Bank of Japan May Cut Benchmark Interest Rate Further
According to a former central bank official, Toshiro Muto, the Bank of Japan may cut the benchmark interest rate further to show its commitment to countering a deepening recession and market turmoil.
The central bank's Tankan survey today showed confidence among large manufacturers declined the most in 34 years as a deepening global financial crisis crimped export demand, forcing companies to pare production and fire workers. The Bank of Japan trimmed the key overnight lending rate to 0.3 percent from 0.5 percent in October, its first cut in seven years.
Muto, who is now head of Daiwa Research Institute, said that lowering borrowing costs too much could damage the function of financial markets, echoing the views of Governor Masaaki Shirakawa. Since the October rate cut, Shirakawa has said at least eight times that further reductions may impede the flow of funds in the money market by diminishing returns and discouraging trading.
“As long as interest rates stay even slightly positive, the market mechanism can survive, but that functionality could get snuffed out” if rates are cut to zero, said Muto. “We've learned that that the significance of that from our zero-rate policy.”
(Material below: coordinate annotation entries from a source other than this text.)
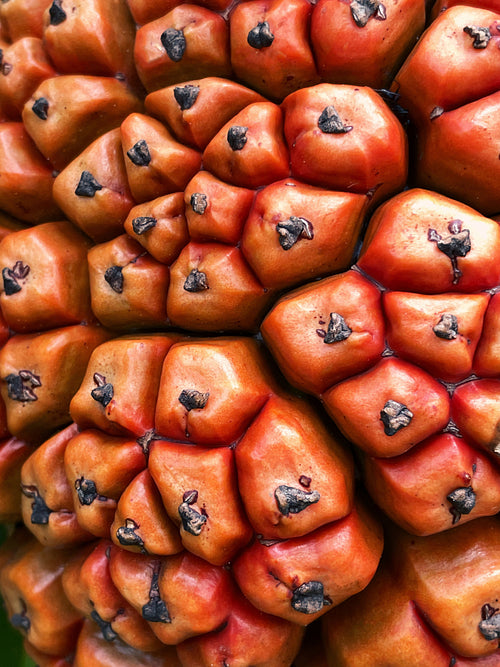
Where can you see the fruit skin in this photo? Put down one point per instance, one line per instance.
(47, 504)
(284, 65)
(368, 55)
(472, 129)
(42, 297)
(282, 578)
(186, 434)
(437, 585)
(33, 594)
(370, 158)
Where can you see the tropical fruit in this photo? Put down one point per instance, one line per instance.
(249, 332)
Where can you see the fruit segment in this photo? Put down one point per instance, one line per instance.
(26, 177)
(345, 138)
(36, 293)
(439, 483)
(188, 42)
(88, 584)
(141, 523)
(205, 203)
(37, 385)
(196, 110)
(99, 468)
(159, 226)
(390, 408)
(31, 582)
(93, 189)
(284, 495)
(301, 578)
(211, 390)
(156, 164)
(27, 64)
(79, 109)
(326, 331)
(269, 44)
(128, 287)
(199, 489)
(106, 38)
(375, 39)
(247, 636)
(47, 503)
(296, 232)
(440, 333)
(179, 596)
(118, 372)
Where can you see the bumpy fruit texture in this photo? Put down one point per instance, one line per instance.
(394, 358)
(206, 480)
(443, 607)
(185, 507)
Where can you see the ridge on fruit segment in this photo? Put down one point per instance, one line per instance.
(250, 332)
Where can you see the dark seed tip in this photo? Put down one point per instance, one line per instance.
(40, 108)
(174, 43)
(56, 13)
(186, 96)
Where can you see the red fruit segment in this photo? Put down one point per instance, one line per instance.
(36, 385)
(35, 602)
(13, 454)
(368, 628)
(141, 523)
(93, 189)
(460, 485)
(159, 226)
(213, 289)
(24, 66)
(189, 42)
(118, 372)
(128, 287)
(200, 493)
(181, 596)
(99, 468)
(44, 660)
(250, 150)
(47, 502)
(420, 241)
(390, 408)
(455, 71)
(26, 178)
(35, 265)
(270, 48)
(90, 589)
(196, 110)
(324, 332)
(156, 164)
(456, 607)
(296, 232)
(93, 649)
(345, 138)
(350, 49)
(23, 18)
(475, 408)
(105, 41)
(249, 636)
(284, 494)
(211, 390)
(216, 211)
(438, 332)
(474, 159)
(487, 359)
(79, 109)
(303, 578)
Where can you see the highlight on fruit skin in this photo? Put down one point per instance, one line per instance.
(249, 316)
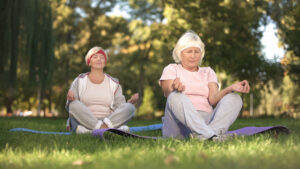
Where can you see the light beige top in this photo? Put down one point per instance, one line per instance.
(98, 98)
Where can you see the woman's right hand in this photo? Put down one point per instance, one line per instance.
(70, 96)
(177, 85)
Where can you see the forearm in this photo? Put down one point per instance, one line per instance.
(215, 98)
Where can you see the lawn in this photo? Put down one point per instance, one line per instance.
(27, 150)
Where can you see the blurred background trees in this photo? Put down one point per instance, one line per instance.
(43, 44)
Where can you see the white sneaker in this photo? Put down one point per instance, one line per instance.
(124, 128)
(82, 130)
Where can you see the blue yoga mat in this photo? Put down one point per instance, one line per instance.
(132, 129)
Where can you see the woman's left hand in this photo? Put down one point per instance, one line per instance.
(242, 87)
(134, 98)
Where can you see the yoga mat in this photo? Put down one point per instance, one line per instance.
(240, 132)
(100, 132)
(40, 132)
(132, 129)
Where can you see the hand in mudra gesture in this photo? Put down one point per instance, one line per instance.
(242, 87)
(177, 85)
(134, 98)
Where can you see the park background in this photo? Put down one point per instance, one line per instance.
(43, 44)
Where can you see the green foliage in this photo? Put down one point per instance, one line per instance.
(53, 38)
(286, 14)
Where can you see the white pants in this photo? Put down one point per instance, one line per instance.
(80, 114)
(182, 119)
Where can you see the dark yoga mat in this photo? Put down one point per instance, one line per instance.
(247, 131)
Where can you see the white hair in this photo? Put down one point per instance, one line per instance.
(93, 51)
(187, 40)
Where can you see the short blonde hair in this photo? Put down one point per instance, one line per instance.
(93, 51)
(187, 40)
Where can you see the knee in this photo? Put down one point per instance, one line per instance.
(129, 108)
(234, 98)
(174, 98)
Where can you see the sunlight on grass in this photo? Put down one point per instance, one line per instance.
(25, 150)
Should the turmoil intensify, Muto added, the bank may revive quantitative easing, a policy of providing more funds to the banking system while holding the key rate close to zero. The bank adopted measure for five years through March 2006.
For now, policy makers should focus on measures to provide sufficient liquidity to lenders to avert a credit crunch, Muto said. Buying commercial paper directly from companies could cause “side effects,” he said. He added the bank doesn't need to increase its monthly purchase of government bonds from lenders from the current 1.2 trillion yen ($13.3 billion).